Before we writers get all superior, however, we might need to bear in mind this fact: without accountants, we wouldn’t exist.
Or is it an accountant, singular?
In 2012, the people behind the BBC Radio 4 programme In Our Time produced a special series of programmes called The Written World.
(I’m a bit of an In Our Time junkie. It was the brainchild of the broadcaster and IoT presenter, Melvyn Bragg, and designed as a riposte to the persistent idea that the BBC is ‘dumbing down’. The programme is certainly an intellectual challenge. It’s also the best thing to listen to on a long-haul flight. Either it makes you brainier or it sends you to sleep: a win-win).
You can find The Written World series on BBC Sounds. It traces the history of writing from its origins and the influence it’s had on our wider intellectual evolution.
Those origins were in Mesopotamia somewhere around 3400 BC. We (or rather Melvyn and a curator) begin the story in the British Museum talking about cuneiform script and the idea an official in what is now southern Iraq had to better record and account for stocks and stores.
Using a reed stylus and a clay tablet, his system of characters would evolve into cuneiform, the world’s first writing system.
The tablet was handy: it fitted in the hand. Over 5000 years later, I worked with a tablet and a stylus too. I wonder if the inventors of the Palm Pilot, launched in 1997 as the latest and whizziest piece of digital technology, knew they were returning to the very oldest form of written communication? (Or that they’d be obsolete within a few years?)
The Palm Pilot: ancient technology
I say that official was a ‘he’: it almost certainly was a ‘he’. Or was it a ‘they’? It plays to our sense of romance and narrative to imagine a single genius suddenly working out a way to communicate complex interactions to his fellow humans. Yet all over the world, from China to South America in the following centuries, groups of people independently discovered scripts and ways of writing. Perhaps writing predated our Mesopotamian official too. But he happened to live in an arid part of the world and use a material that is easily preserved in the dry, hot air.
But let’s stick to romance and narrative. Let’s raise a libation to the true founder of Forthwrite and of any enterprise dedicated to the art of writing: here’s to the Anonymous Iraqi Accountant.
Music for writers
Elbow
Good writers know there is nothing wrong with ending a sentence with a preposition (under, with, up etc). There is no good reason not to.

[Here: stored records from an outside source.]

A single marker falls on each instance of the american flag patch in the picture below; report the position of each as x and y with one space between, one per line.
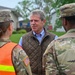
26 61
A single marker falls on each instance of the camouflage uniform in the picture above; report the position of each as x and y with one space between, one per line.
18 58
59 57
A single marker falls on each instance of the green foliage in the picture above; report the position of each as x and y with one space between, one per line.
15 37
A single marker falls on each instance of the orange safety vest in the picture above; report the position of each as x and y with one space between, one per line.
6 66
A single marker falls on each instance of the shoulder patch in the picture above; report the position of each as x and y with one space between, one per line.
26 61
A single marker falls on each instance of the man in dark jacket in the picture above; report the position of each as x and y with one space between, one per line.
36 41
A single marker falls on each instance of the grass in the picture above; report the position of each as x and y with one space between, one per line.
16 37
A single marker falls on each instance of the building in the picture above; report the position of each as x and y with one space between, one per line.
14 15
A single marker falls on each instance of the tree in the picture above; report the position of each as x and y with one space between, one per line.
26 6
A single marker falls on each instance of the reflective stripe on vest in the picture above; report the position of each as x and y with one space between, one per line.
6 66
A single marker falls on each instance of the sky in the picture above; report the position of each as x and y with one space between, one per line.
9 3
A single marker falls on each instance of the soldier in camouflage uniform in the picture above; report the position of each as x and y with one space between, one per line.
19 58
59 57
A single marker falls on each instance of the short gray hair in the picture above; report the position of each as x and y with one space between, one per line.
38 12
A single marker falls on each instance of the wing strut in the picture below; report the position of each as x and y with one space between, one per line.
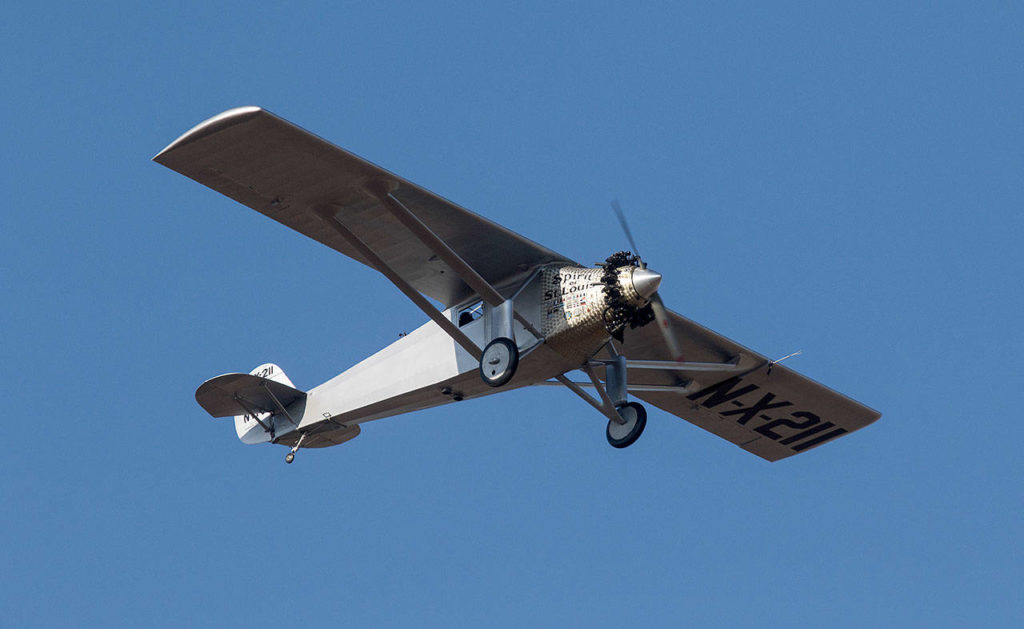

The most famous rebuttal to the pedants who avoid the End-Prep at all costs is usually attributed to Winston Churchill. The story goes that a Foreign Office official rewrote a Churchill sentence to avoid this apparent sin. The great man scribbled on the draft, ‘this is the kind of arrant nonsense up with which I will not put’.
This could well be a case of misattribution. It is nevertheless the kind of thing a master of plain English like Churchill would say.
Which brings us to the indy rock band Elbow.
In their 2008 song, Grounds for Divorce, you get this line:
There’s a hole in my neighbourhood down which of late I cannot help but fall.
That contorted syntax seems to have been written by a native German speaker (the verb at the end thing) with a penchant for Latin.
And yet – the line is also rather beautiful. The less convoluted English alternative is nothing like as good:
There’s a hole in my neighbourhood which I can’t help falling down of late.
I’m afraid, Mr Churchill (or whoever), for poets and lyricists some slack we may on occasion have to cut.
Finally….a prince among writers
It was when I was still a juvenile future constitutional figurehead substitute that I first became sensitised by mother-tongue abuse awareness.
This is the Prince of Wales, writing in support of the Plain English campaign. (His mode of expression is ironic).